Navajo Nation President Jonathan Nez announced the plan Tuesday after reservation officials put the curfew into effect Easter weekend. The curfew runs from 8 p.m. Friday to 5 a.m. Monday.
“The 57-hour weekend curfew was effective in reducing the numbers of people that went into the public,” Nez told The Arizona Republic, adding that officials are “developing a new order to implement similar curfews for the next three weekends for the entire Navajo Nation.”
The order is expected to be formally issued in the coming days, Navajo Nation spokesman Jared Touchin said.
The Navajo Police Department enforced the curfew by setting up checkpoints in multiple communities and issuing more than 170 citations to violators, which could include a fine up to $1,000 and 30 days in jail.
The Navajo Nation also has a nighttime curfew requiring residents to stay home between 8 p.m. and 5 a.m. every day. Essential employees with official identification and people with emergencies are exempt from the restrictions.

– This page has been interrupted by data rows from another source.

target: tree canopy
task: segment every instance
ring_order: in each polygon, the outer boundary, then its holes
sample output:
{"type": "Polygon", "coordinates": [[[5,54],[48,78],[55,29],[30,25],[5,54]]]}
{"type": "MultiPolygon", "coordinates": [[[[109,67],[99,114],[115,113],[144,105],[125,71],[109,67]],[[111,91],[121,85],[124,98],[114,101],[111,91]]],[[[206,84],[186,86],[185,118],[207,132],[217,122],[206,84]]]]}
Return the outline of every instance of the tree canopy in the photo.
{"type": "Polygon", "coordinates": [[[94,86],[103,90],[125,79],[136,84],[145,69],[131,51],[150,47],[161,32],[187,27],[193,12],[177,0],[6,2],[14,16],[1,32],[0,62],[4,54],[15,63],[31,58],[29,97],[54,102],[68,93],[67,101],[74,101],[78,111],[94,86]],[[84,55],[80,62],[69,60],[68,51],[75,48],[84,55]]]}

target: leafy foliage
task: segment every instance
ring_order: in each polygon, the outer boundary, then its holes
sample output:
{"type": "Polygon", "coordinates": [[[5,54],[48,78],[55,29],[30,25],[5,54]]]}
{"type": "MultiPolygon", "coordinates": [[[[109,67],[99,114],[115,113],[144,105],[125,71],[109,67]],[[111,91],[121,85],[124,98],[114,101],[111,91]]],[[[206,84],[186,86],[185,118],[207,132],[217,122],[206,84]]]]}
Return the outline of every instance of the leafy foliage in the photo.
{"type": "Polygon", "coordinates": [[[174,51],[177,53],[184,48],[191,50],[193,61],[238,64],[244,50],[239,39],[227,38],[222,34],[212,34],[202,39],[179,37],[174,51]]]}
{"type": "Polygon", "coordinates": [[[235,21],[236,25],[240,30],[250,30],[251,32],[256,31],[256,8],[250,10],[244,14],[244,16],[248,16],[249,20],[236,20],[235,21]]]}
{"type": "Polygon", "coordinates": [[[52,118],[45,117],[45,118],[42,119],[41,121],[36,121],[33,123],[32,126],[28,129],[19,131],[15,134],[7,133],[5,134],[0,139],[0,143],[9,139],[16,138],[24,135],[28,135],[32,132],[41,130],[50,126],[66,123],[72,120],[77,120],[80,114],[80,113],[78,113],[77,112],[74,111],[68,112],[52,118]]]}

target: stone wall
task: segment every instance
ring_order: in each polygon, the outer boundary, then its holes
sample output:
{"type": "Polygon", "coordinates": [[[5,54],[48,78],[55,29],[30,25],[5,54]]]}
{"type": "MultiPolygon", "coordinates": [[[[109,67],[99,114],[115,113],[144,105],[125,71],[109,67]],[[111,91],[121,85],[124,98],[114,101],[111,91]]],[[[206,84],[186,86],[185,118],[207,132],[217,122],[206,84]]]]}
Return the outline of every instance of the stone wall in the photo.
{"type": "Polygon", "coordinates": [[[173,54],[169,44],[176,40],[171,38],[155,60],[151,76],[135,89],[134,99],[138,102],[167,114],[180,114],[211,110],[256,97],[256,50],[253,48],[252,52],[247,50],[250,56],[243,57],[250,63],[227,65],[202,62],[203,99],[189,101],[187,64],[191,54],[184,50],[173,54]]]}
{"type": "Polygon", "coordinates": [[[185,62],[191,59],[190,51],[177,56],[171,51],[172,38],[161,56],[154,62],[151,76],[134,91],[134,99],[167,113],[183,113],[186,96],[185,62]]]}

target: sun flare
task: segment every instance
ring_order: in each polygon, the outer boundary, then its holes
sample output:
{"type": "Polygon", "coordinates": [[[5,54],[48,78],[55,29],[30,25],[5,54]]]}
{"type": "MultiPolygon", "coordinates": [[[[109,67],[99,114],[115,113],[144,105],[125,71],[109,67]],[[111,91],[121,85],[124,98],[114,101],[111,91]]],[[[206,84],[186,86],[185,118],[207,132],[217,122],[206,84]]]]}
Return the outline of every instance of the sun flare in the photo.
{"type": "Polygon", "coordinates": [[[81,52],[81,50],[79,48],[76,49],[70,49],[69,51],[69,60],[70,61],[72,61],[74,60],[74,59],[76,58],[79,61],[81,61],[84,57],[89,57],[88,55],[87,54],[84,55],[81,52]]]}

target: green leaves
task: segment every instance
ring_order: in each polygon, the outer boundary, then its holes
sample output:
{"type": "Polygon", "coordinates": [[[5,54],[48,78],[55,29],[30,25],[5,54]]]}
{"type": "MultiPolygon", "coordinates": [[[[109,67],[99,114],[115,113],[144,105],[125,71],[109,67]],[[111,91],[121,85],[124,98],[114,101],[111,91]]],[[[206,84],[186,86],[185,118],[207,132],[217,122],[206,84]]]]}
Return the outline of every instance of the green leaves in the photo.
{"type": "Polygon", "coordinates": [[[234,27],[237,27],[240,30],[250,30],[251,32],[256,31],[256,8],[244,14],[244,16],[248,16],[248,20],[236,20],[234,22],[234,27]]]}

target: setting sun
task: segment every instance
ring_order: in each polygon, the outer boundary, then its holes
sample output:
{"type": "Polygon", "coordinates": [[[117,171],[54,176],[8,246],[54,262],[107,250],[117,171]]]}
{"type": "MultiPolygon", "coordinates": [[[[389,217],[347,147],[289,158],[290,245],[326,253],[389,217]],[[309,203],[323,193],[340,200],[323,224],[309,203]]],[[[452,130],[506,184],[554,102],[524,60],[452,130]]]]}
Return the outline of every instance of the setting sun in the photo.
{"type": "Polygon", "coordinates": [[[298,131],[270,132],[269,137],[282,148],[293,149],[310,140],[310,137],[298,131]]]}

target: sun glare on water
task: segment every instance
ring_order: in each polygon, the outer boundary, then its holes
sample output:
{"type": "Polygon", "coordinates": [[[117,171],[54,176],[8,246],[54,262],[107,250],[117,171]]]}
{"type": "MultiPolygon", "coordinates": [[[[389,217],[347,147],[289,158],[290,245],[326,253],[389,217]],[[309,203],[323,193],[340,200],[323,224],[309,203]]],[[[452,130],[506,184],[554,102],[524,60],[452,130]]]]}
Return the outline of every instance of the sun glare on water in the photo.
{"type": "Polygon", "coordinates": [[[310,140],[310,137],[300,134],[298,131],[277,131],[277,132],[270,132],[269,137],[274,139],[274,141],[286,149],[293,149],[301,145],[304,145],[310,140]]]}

For most people, the coronavirus causes mild or moderate symptoms, such as fever and cough that clears up in two to three weeks. For some, especially older adults and people with existing health problems, it can cause more severe illness, including pneumonia and death.
As of Wednesday, the Navajo Nation reported 921 known cases of coronavirus infections and 38 deaths, 83 more cases and five more deaths than officials reported Tuesday.
Five Navajo Nation police employees had tested positive for COVID-19 by Tuesday, including four officers, the department said.
Nez expects an increase in cases for the tribe because of testing that is expected to produce quicker results.
“The sooner people choose to stay home more, the sooner we will beat the virus and the sooner we can begin to heal,” Vice President Myron Lizer said.